Summary of Argument
This case is one of national importance. Juvenile Law Center – a leading national organization for advocacy on behalf of youth in the juvenile and criminal justice systems – is joined as amicus curiae by a broad array of organizations and individuals that provide public policy analysis and support, legal scholarship, and advocacy in courts on important national issues of juvenile justice, all urging this Court to grant the petition for review.
The Court of Appeals decision, if left to stand unexamined on review, will have serious repercussions not just in Oregon but potentially beyond. Conversely, the petition for review, if granted, presents this Court with the opportunity to participate meaningfully in both the state and national development of the law and to address the fundamental differences between children and adults who commit crimes in the critical context of waiver of children into the adult criminal justice system. See Kent v. United States, 383 US 541, 546 (1966) (finding that transfer is a critically important action determining vital statutory rights of the juvenile).

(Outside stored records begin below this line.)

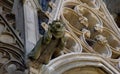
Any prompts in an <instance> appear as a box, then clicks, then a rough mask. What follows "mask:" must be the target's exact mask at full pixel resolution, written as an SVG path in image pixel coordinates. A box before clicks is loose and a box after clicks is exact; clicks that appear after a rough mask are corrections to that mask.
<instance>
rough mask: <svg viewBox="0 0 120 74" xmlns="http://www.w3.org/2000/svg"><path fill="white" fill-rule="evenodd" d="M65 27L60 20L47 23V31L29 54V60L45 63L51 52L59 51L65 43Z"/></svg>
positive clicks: (44, 63)
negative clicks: (29, 53) (48, 27)
mask: <svg viewBox="0 0 120 74" xmlns="http://www.w3.org/2000/svg"><path fill="white" fill-rule="evenodd" d="M64 34H65V28H64V25H63V23H61V22H60V21H53V22H52V24H49V28H48V31H47V32H46V33H45V35H44V36H43V37H42V38H40V39H39V41H38V42H37V44H36V46H35V47H34V49H33V50H32V51H31V53H30V54H29V56H28V57H29V59H30V60H31V61H36V62H38V63H41V64H47V63H48V62H49V60H50V59H51V57H52V55H53V53H55V52H56V51H57V53H59V51H61V50H62V49H63V48H64V45H65V39H64Z"/></svg>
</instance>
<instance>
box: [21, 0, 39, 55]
mask: <svg viewBox="0 0 120 74" xmlns="http://www.w3.org/2000/svg"><path fill="white" fill-rule="evenodd" d="M23 6H24V20H25V45H26V47H25V48H26V54H28V53H29V52H30V51H31V50H32V49H33V48H34V46H35V44H36V42H37V40H38V16H37V9H36V5H35V3H34V1H33V0H26V1H25V2H24V5H23Z"/></svg>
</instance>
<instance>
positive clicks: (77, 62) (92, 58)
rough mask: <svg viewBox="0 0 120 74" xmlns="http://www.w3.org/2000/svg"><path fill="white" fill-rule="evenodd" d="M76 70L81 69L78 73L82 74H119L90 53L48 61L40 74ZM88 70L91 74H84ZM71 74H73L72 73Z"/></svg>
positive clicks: (58, 73)
mask: <svg viewBox="0 0 120 74" xmlns="http://www.w3.org/2000/svg"><path fill="white" fill-rule="evenodd" d="M78 68H79V69H81V71H79V72H80V73H82V74H83V73H84V74H91V73H92V74H93V73H95V74H96V73H98V74H119V73H120V72H119V71H118V70H117V69H115V68H116V67H113V65H111V64H110V62H108V61H107V60H105V59H104V58H103V57H102V56H99V55H96V54H90V53H83V54H79V53H69V54H66V55H62V56H60V57H58V58H56V59H53V60H52V61H50V63H49V64H48V65H46V66H44V67H43V68H42V73H41V74H71V72H72V71H76V70H77V69H78ZM85 68H86V69H85ZM88 69H90V70H91V73H89V72H88V73H86V72H85V71H90V70H88ZM93 69H95V70H93ZM92 70H93V72H92ZM98 70H99V71H98ZM69 72H70V73H69ZM72 74H74V72H73V73H72Z"/></svg>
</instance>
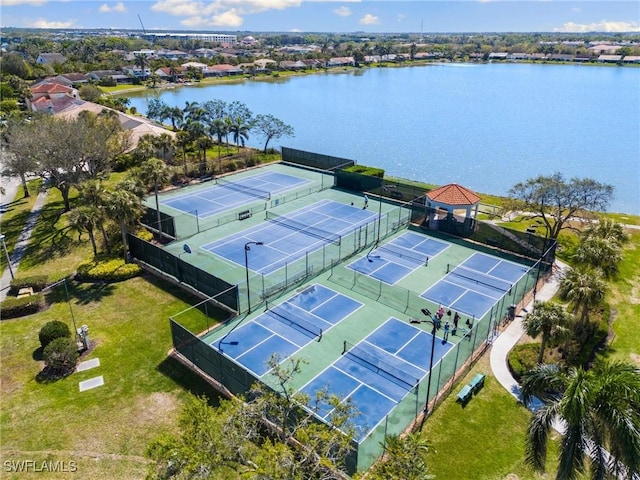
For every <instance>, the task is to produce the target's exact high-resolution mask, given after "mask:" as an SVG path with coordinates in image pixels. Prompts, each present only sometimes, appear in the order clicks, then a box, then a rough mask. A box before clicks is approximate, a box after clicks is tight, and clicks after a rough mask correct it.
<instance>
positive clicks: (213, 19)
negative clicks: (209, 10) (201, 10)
mask: <svg viewBox="0 0 640 480" xmlns="http://www.w3.org/2000/svg"><path fill="white" fill-rule="evenodd" d="M243 23H244V20H243V18H242V17H241V16H239V15H238V14H237V13H236V12H235V10H234V9H231V10H229V11H226V12H223V13H221V14H220V15H212V16H210V17H202V16H200V15H194V16H192V17H189V18H186V19H184V20H182V21H181V22H180V24H181V25H184V26H185V27H190V28H198V27H233V28H237V27H239V26H241V25H242V24H243Z"/></svg>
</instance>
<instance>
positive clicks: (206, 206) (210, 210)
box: [161, 172, 311, 218]
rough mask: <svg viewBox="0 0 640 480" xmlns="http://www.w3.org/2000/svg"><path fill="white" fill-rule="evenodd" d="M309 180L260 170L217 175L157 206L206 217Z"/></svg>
mask: <svg viewBox="0 0 640 480" xmlns="http://www.w3.org/2000/svg"><path fill="white" fill-rule="evenodd" d="M309 183H311V181H310V180H307V179H304V178H300V177H296V176H293V175H287V174H284V173H280V172H263V173H260V174H258V175H252V176H250V177H243V178H238V179H236V180H234V181H230V180H226V179H224V178H218V179H216V180H215V184H213V185H211V186H209V187H208V188H204V189H200V190H197V191H194V192H191V193H187V194H184V195H179V196H174V197H171V198H168V199H166V200H164V201H162V202H161V205H163V206H167V207H171V208H174V209H176V210H179V211H181V212H184V213H189V214H191V215H195V216H197V217H199V218H207V217H210V216H212V215H217V214H219V213H221V212H224V211H227V210H229V209H232V208H234V207H239V206H242V205H246V204H249V203H253V202H255V201H256V199H259V200H264V201H266V200H269V199H270V198H271V197H272V196H273V195H277V194H282V193H283V192H286V191H289V190H294V189H297V188H300V187H302V186H304V185H306V184H309Z"/></svg>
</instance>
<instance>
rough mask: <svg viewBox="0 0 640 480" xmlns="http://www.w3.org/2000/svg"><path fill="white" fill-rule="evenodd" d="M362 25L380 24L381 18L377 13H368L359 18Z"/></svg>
mask: <svg viewBox="0 0 640 480" xmlns="http://www.w3.org/2000/svg"><path fill="white" fill-rule="evenodd" d="M358 23H359V24H360V25H380V19H379V18H378V17H376V16H375V15H371V14H370V13H367V14H366V15H365V16H364V17H362V18H361V19H360V20H358Z"/></svg>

The Oregon legislature sought to erect a high statutory bar to considering a child aged 12-14 (in grade school or middle school, here age 13) mature enough for trial in adult court. The Court of Appeals decision effectively eliminates that threshold by setting the statutory bar for “sufficient sophistication and maturity” so low that virtually all cases will cross it, even though the legislative history discloses that the legislature had exactly the opposite intent. In so doing, the
Court of Appeals used a plain-meaning construct and improperly ignored the body of developmental science that should have been applied in context to interpret the statutory ‘term of art’ at issue here. The court also inappropriately used the test for adult criminal insanity as statutory context to interpret the test for juvenile waiver. Finally, the court took no account of the profound constitutional concerns raised by its interpretation. Indeed, the ‘avoidance canon’ of statutory interpretation should have led the court to incorporate the developmental science into the statutory definition, rather than ignore it.